Internal Workings of the Oracle RAC Systems

By Richard Niemiec on April 21, 2013

Oracle 11g uses Global Cache Services to coordinate activity. A lock is treated as a held resource. RAC is a multi-instance database. Multiple instances access the same database concurrently. In terms of structure, the difference between a RAC instance and a stand-alone Oracle instance is miniscule. Besides all the usual Oracle background processes, many special processes are spawned to coordinate interinstance communication and to facilitate resource sharing among nodes in a cluster. The Oracle documentation goes through all of the processes if you are interested in knowing more. Here is a brief description of some of the main ones:

ACMS The Atomic Controlfile to Memory Service (ACMS) is an agent on a per-instance basis that helps to ensure a distributed SGA memory update is globally committed on success and globally aborted on failure.
LMON The Global Enqueue Service Monitor (LMON) monitors the entire cluster to manage global enqueues and resources. LMON manages instance and process expirations and the associated recovery for the Global Cache Service.
LMD The Global Enqueue Service Daemon (LMD) is the lock agent process that manages enqueue manager service requests for Global Cache Service enqueues to control access to global enqueues and resources. The LMD process also handles deadlock detection and remote enqueue requests.
LMSn These Global Cache Service processes (LMSn) are processes for the Global Cache Service (GCS). RAC software provides for up to ten Global Cache Service processes. The number of LMSn processes varies depending on the amount of messaging traffic among nodes in the cluster. The LMSn processes do these things:
- Handle blocking interrupts from the remote instance for Global Cache Service resources.
- Manage resource requests and cross-instance call operations for shared resources.
- Build a list of invalid lock elements and validate lock elements during recovery.
- Handle global lock deadlock detection and monitor lock conversion timeouts.
LCK0 process The Instance Enqueue Process manages global enqueue requests and cross-instance broadcast. Manages non-cache fusion and library/row cache requests.
RMSn RAC management processes include tasks like the creation of resources as nodes are added.
RSMN Remote Slave Monitor (RSMN) performs remote instance tasks for a coordinating process.
GTX0-j The Global Transaction Process supports global XA transactions.

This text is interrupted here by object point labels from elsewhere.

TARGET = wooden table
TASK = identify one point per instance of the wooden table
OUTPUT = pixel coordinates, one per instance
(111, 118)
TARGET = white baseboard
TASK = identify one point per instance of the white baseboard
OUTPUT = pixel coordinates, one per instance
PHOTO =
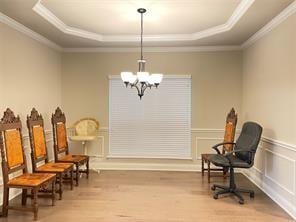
(258, 179)
(146, 166)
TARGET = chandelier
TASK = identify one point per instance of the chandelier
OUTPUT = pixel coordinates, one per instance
(142, 80)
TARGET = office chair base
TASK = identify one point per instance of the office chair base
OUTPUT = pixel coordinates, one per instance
(232, 189)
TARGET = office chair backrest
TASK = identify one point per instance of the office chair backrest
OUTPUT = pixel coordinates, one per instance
(248, 140)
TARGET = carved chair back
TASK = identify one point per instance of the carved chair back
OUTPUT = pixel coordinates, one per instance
(231, 121)
(86, 127)
(58, 121)
(11, 145)
(35, 126)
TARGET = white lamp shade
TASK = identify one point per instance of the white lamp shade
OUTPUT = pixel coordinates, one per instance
(125, 76)
(151, 80)
(143, 76)
(157, 78)
(132, 79)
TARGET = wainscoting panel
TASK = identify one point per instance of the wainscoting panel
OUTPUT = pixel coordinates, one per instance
(275, 172)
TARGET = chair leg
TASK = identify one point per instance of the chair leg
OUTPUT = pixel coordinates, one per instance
(224, 174)
(53, 189)
(72, 178)
(232, 189)
(202, 166)
(35, 203)
(209, 171)
(5, 202)
(60, 186)
(87, 168)
(77, 175)
(24, 197)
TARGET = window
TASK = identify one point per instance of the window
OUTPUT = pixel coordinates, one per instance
(158, 126)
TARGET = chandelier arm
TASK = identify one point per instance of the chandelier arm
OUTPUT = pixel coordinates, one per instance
(143, 88)
(136, 86)
(142, 36)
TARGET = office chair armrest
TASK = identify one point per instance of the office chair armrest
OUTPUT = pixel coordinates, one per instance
(220, 144)
(227, 155)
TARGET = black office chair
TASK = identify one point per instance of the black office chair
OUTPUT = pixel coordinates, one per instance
(242, 156)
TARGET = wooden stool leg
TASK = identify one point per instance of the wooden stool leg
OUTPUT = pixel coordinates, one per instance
(61, 185)
(72, 178)
(77, 174)
(5, 201)
(87, 168)
(24, 197)
(53, 189)
(209, 171)
(202, 166)
(35, 203)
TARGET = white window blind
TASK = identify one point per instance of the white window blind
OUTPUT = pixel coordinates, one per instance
(158, 126)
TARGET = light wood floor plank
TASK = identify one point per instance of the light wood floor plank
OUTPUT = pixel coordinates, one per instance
(145, 196)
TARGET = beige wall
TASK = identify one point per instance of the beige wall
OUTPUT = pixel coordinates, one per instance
(269, 97)
(216, 87)
(216, 79)
(1, 63)
(31, 75)
(269, 82)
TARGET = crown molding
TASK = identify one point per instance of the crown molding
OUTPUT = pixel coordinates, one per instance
(290, 10)
(156, 49)
(23, 29)
(243, 6)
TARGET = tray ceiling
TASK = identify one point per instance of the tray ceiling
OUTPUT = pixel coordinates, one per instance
(103, 23)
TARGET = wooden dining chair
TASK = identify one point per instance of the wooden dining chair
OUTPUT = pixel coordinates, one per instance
(61, 148)
(14, 161)
(229, 134)
(39, 155)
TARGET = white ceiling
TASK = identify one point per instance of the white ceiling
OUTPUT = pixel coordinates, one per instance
(162, 17)
(104, 23)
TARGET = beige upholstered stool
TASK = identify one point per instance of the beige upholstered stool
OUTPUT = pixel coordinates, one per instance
(85, 131)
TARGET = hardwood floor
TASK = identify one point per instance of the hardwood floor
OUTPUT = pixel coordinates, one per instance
(145, 196)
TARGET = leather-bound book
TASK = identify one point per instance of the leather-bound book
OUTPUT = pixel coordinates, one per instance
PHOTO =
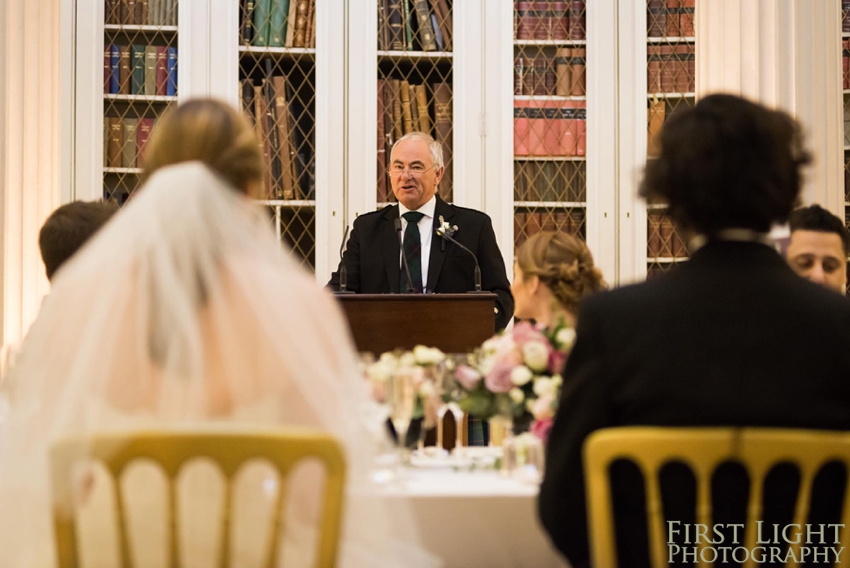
(563, 74)
(150, 70)
(407, 116)
(128, 143)
(686, 17)
(672, 18)
(113, 148)
(425, 33)
(422, 106)
(577, 72)
(124, 67)
(283, 120)
(143, 132)
(443, 133)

Global Cache Service (GCS) and Global Enqueue Service (GES)

GCS and GES (which are basically RAC processes) play the key role in implementing Cache Fusion. GCS ensures a single system image of the data even though the data is accessed by multiple instances. The GCS and GES are integrated components of Real Application Clusters that coordinate simultaneous access to the shared database and to shared resources within the database and database cache. GES and GCS together maintain a Global Resource Directory (GRD) to record information about resources and enqueues. GRD remains in memory and is stored on all the instances. Each instance manages a portion of the directory. This distributed nature is a key point for fault tolerance of the RAC.

The coordination of concurrent tasks within a shared cache server is called synchronization. Synchronization uses the private interconnect and heavy message transfers. The following types of resources require synchronization: data blocks and enqueues. GCS maintains the modes for blocks in the global role and is responsible for block transfers between instances. LMS processes handle the GCS messages and do the bulk of the GCS processing.

An enqueue is a shared memory structure that serializes access to database resources. It can be local or global. Oracle uses enqueues in three modes: null (N) mode, share (S) mode, and exclusive (X) mode. Blocks are the primary structures for reading and writing into and out of buffers. An enqueue is often the most requested resource.

GES maintains or handles the synchronization of the dictionary cache, library cache, transaction locks, and DDL locks. In other words, GES manages enqueues other than data blocks. To synchronize access to the data dictionary cache, latches are used in exclusive (X) mode and in single-node cluster databases. Global enqueues are used in cluster database mode.

Cache Fusion and Resource Coordination

Because each node in a Real Application Cluster has its own memory (cache) that is not shared with other nodes, RAC must coordinate the buffer caches of different nodes while minimizing additional disk I/O that could reduce performance. Cache Fusion is the technology that uses high-speed interconnects to provide cache-to-cache transfers of data blocks between instances in a cluster. Cache Fusion functionality allows direct memory writes of dirty blocks to alleviate the need to force a disk write and reread (or ping) of the committed blocks. This is not to say that disk writes do not occur; disk writes are still required for cache replacement and when a checkpoint occurs. Cache Fusion addresses the issues involved in concurrency between instances: concurrent reads on multiple nodes, concurrent reads and writes on different nodes, and concurrent writes on different nodes.

Oracle only reads data blocks from disk if they are not already present in the buffer caches of any instance. Because data block writes are deferred, they often contain modifications from multiple transactions. The modified data blocks are written to disk only when a checkpoint occurs. Before I go further, you need to be familiar with a couple of concepts introduced in Oracle 9i RAC: resource modes and resource roles. Because the same data blocks can concurrently exist in multiple instances, there are two identifiers that help to coordinate these blocks:

Resource mode The modes are null, shared, and exclusive. The block can be held in different modes, depending on whether a resource holder intends to modify data or merely read it.
Resource role The roles are locally managed and globally managed.

Global Resource Directory (GRD) is not a database. It is a collection of internal structures and is used to find the current status of the data blocks. Whenever a block is transferred out of a local cache to another instance’s cache, the GRD is updated. The following information about a resource is available in GRD:

Data Block Identifiers (DBA)
Location of most current versions
Data blocks modes (N, S, X)
Data block roles (local or global)

Past Image

To maintain data integrity, a new concept of past image was introduced in the 9i version of RAC. A past image (PI) of a block is kept in memory before the block is sent and serves as an indication of whether it is a dirty block. In the event of failure, GCS can reconstruct the current version of the block by reading PIs. This PI is different from a CR block, which is needed to reconstruct read-consistent images. The CR version of a block represents a consistent snapshot of the data at a point in time.

For example, Transaction-A of Instance-A has updated row-2 on block-5, and later another Transaction-B of Instance-B has updated row-6 on the same block-5. Block-5 has been transferred from Instance-A to B. At this time, the past image (PI) for block-5 is created on Instance-A.